Love & Mercy alternates between the mid-60s, with Wilson portrayed by Paul Dano, and the mid-80s, with Wilson portrayed by John Cusack. The two actors don't look anything alike, and only Dano manages to bear a resemblance to Wilson, but that's really only a problem if you want to get hung up on the film's most superficial level. It might sound jarring to keep transitioning between Dano and Cusack playing the same man, but in the context of the story it almost feels like they're playing different men with a shared origin. Dano plays the man before the long descent into drugs and mental illness, a man just starting to lose his grip on reality but still mostly recognizable as the person he was up until that point, and Cusack plays the man just coming to the edge of the period of darkness, a man isolated and over-medicated, moving through the world as if through a thick fog separating him from everyone and everything else in it.

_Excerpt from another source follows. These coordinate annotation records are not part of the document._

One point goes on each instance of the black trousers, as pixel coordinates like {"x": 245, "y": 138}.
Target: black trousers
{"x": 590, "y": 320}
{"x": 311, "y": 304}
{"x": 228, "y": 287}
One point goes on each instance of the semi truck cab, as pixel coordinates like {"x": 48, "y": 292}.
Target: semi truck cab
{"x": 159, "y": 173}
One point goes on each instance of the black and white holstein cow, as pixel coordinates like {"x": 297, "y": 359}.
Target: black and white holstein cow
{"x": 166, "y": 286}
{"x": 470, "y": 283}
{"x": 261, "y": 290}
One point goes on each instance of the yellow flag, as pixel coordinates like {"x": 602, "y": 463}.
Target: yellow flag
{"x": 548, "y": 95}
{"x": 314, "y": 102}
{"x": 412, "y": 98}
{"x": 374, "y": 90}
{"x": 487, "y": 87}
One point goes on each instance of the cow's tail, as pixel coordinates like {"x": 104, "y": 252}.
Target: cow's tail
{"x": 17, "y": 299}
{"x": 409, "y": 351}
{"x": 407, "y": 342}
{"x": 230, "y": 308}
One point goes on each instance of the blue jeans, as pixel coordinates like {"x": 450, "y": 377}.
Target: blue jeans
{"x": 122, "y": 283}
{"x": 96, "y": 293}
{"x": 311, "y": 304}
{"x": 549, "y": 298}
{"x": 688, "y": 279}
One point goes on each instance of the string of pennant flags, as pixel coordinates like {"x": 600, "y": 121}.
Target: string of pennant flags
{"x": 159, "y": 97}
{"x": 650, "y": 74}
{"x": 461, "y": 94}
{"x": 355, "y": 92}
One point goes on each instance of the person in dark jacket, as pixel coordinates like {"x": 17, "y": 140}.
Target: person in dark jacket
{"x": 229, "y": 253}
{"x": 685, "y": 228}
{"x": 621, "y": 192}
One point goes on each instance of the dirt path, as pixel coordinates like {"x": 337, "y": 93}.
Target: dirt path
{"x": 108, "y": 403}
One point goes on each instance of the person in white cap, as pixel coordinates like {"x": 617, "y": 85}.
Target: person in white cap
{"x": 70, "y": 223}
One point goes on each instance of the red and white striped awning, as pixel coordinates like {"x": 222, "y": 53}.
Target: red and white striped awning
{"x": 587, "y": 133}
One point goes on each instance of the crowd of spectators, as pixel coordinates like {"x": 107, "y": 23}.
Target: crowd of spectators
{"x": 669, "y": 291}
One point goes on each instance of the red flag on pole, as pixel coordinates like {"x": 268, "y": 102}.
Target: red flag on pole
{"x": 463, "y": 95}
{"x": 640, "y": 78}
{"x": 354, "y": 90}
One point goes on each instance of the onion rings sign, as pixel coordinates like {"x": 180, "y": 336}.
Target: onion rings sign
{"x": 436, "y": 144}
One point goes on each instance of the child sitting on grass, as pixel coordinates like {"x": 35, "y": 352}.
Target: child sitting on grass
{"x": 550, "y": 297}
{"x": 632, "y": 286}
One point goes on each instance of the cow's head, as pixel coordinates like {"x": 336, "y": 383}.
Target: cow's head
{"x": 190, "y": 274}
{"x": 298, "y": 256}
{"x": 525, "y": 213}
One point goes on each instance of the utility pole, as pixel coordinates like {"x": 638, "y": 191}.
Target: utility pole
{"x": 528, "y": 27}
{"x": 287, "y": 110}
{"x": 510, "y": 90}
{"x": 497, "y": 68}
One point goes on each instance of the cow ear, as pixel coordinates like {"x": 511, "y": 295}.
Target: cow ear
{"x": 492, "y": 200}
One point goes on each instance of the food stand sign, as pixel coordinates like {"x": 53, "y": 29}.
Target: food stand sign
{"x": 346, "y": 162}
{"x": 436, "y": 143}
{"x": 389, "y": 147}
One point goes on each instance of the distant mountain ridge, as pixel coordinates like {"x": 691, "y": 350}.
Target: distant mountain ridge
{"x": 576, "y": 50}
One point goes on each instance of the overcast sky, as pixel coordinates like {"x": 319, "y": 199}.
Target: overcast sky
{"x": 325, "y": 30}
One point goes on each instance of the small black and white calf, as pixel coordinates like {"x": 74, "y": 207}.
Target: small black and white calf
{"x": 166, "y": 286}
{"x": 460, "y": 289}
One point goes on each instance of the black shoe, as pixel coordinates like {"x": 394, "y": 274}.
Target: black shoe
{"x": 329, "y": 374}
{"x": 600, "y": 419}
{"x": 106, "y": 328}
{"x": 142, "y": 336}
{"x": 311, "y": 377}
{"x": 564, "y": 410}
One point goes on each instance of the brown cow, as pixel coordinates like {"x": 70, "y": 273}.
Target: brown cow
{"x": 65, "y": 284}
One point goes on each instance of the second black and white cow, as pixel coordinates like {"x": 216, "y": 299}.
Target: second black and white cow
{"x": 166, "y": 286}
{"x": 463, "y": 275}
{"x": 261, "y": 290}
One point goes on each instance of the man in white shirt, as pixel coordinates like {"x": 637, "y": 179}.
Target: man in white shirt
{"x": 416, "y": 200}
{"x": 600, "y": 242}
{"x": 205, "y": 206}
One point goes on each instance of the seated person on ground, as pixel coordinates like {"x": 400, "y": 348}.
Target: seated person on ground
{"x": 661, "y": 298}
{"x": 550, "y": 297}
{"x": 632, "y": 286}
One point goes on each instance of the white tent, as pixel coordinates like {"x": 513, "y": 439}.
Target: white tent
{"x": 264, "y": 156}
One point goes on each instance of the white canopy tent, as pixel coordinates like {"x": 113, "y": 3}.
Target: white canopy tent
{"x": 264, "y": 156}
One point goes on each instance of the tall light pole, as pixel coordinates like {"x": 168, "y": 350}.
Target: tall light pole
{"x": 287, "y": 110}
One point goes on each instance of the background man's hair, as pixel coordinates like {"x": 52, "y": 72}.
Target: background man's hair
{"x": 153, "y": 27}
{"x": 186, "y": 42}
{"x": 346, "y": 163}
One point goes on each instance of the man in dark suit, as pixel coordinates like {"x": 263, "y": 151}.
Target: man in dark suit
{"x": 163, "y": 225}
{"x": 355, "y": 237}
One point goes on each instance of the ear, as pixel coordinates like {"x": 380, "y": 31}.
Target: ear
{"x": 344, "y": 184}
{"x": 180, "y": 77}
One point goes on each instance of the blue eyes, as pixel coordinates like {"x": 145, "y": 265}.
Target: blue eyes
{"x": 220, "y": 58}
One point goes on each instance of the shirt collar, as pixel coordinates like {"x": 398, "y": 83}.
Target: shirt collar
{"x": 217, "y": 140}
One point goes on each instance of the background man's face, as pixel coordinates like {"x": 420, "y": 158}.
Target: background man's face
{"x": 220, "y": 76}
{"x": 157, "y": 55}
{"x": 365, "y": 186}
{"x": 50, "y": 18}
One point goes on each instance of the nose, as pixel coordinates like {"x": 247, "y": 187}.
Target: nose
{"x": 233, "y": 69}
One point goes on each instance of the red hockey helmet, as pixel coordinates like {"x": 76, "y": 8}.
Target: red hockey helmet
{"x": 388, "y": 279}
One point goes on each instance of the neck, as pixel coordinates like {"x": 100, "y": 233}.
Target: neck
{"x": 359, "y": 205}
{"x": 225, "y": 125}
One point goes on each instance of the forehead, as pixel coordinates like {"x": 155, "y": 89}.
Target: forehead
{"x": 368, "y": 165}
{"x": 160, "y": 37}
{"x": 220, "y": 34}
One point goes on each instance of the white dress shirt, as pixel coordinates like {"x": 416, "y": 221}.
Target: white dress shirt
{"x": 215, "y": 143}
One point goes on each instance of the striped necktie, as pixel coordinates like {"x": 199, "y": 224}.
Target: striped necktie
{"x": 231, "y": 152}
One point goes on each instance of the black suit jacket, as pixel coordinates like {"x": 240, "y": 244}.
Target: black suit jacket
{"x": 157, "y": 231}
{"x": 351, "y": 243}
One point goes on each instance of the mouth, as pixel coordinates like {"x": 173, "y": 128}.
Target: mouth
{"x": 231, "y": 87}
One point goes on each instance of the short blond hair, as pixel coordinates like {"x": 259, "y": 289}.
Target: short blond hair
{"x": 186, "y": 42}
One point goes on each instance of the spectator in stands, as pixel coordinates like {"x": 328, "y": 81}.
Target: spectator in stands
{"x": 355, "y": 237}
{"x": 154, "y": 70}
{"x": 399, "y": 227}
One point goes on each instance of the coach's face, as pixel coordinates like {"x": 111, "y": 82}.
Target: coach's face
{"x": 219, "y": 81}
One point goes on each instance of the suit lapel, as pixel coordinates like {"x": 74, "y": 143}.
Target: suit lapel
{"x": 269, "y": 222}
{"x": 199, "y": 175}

Dano's portion of the film primarily concerns the period of time around the making of "Pet Sounds," during which Wilson opts to cease touring with The Beach Boys after having a massive panic attack on a plane, promising that while the rest of the band is in Japan he'll be hard at work in the studio, working on songs for their next album. While Wilson finds great joy in making the album, using everything at his disposal to create the sound he's looking for with the hope that he can make music that exists at the next level, others are less enthusiastic. His father, Murry (Bill Camp), brimming with resentment over having been pushed out of his managerial role with the band, tells him that he needs to get back to the sound that made the band successful in the first place and later tries to make him and his brothers jealous by showing up at a recording session with a demo of his new band. Bandmate Mike Love (Jake Abel) doesn't care for what Wilson has done either, disliking the experimental direction of the music and resentfully pointing out to Wilson that he's essentially made an album by himself, with the rest of the band serving only as vocals.

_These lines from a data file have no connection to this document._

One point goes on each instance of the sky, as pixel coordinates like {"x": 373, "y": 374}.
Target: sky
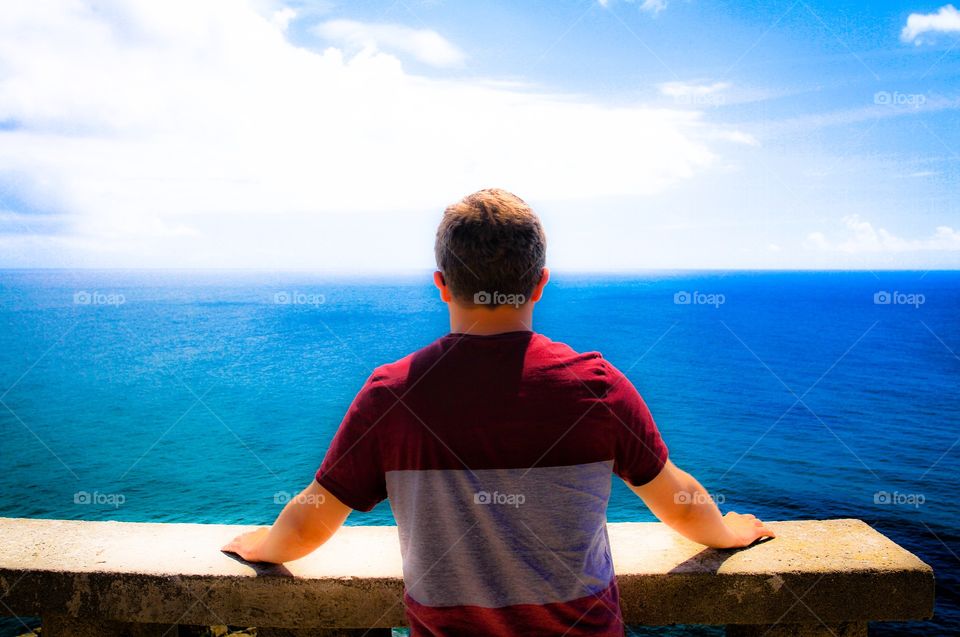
{"x": 327, "y": 136}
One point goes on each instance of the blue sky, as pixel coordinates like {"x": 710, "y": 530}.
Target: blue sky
{"x": 313, "y": 134}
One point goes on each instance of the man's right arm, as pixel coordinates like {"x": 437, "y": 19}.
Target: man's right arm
{"x": 680, "y": 502}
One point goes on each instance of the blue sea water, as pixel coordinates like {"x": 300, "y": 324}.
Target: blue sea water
{"x": 176, "y": 396}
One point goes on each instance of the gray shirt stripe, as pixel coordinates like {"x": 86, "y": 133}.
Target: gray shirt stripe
{"x": 500, "y": 537}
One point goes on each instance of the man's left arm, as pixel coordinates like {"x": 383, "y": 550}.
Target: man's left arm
{"x": 306, "y": 522}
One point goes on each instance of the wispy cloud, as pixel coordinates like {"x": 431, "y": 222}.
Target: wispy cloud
{"x": 424, "y": 45}
{"x": 650, "y": 6}
{"x": 945, "y": 20}
{"x": 164, "y": 132}
{"x": 863, "y": 237}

As depicted in the film, this period of Wilson's life is both a creative peak and the beginning of his greatest personal suffering as he begins to experience auditory hallucinations and paranoia and sink deeper into drug abuse. The other half of the film depicts a period of Wilson's life that seems like a sort of purgatory, with Wilson (Cusack) returning to the world but kept separate and apart from it by Eugene Landy (Paul Giamatti), a psychologist who exerts complete control over Wilson's life. When Wilson meets Melinda Ledbetter (Elizabeth Banks) in her car dealership, Landy and his people are not far behind and, as Melinda soon discovers, will be constantly hovering around as she and Wilson begin a tentative courtship. The more time she spends with Wilson, the more disturbed Melinda becomes about Landy's treatment of him and about Landy's own state of mind, and the more determined she becomes to pull Wilson out from under Landy's thumb.

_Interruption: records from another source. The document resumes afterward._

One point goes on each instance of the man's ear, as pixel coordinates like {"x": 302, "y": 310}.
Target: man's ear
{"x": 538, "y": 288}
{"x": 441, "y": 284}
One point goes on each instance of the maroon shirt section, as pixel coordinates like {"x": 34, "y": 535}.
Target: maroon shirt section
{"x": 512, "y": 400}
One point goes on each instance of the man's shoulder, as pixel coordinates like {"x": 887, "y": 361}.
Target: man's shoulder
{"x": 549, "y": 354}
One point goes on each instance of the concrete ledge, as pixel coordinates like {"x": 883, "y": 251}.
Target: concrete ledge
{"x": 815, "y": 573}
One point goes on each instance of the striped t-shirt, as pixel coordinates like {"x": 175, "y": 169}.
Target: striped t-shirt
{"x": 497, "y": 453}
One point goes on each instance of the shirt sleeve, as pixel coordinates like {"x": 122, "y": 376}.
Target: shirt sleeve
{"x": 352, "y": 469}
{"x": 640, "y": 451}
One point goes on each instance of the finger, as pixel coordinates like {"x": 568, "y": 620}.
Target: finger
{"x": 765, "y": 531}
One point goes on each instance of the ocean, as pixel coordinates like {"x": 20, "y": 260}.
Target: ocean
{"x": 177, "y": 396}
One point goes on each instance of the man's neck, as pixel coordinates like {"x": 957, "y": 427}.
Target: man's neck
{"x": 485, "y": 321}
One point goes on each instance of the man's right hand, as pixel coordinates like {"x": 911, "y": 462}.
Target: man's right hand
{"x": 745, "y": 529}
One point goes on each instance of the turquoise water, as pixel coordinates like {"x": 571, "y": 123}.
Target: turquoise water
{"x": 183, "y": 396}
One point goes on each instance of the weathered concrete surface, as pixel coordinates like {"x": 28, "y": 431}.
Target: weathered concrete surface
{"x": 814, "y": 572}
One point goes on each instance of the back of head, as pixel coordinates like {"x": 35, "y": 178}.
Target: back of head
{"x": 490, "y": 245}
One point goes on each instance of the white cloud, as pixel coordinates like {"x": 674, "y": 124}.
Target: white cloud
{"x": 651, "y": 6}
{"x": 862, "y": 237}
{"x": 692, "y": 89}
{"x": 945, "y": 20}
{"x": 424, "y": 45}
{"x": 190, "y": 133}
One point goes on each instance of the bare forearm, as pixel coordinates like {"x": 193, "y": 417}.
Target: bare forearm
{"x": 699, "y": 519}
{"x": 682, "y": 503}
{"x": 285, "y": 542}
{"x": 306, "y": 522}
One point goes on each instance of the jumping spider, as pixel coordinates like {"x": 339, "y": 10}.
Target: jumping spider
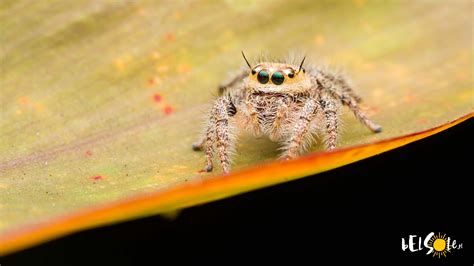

Of the two, the Dano half is the stronger part of Love & Mercy's story, built around a sensitive and nuanced performance by Dano that portrays Wilson as a wounded artist who longs for the approval of a father who can only ever find fault in him. To that end, he's an exacting perfectionist who pushes the musicians around him to achieve the precise sounds that exist in his head, frustrating some but exhilarating others as he works to make his ambition a reality. The film's other half, though compelling in its own way, is weaker in part because it plays less like Wilson's story and more like a love letter to Melinda Ledbetter, Wilson's second wife and current manager. Thanks to Banks' subtle but quietly powerful performance this works to a degree, but the shift in focus is noticeable as the film moves back and forth between its two threads and as a consequence the Wilson of one half is a much more distinct character than the Wilson of the other half. That said, even though I don't think the two halves are quite equal to each other, Love & Mercy makes up for it by forgoing the most predictable of biopic conventions and bringing a freshness to the genre.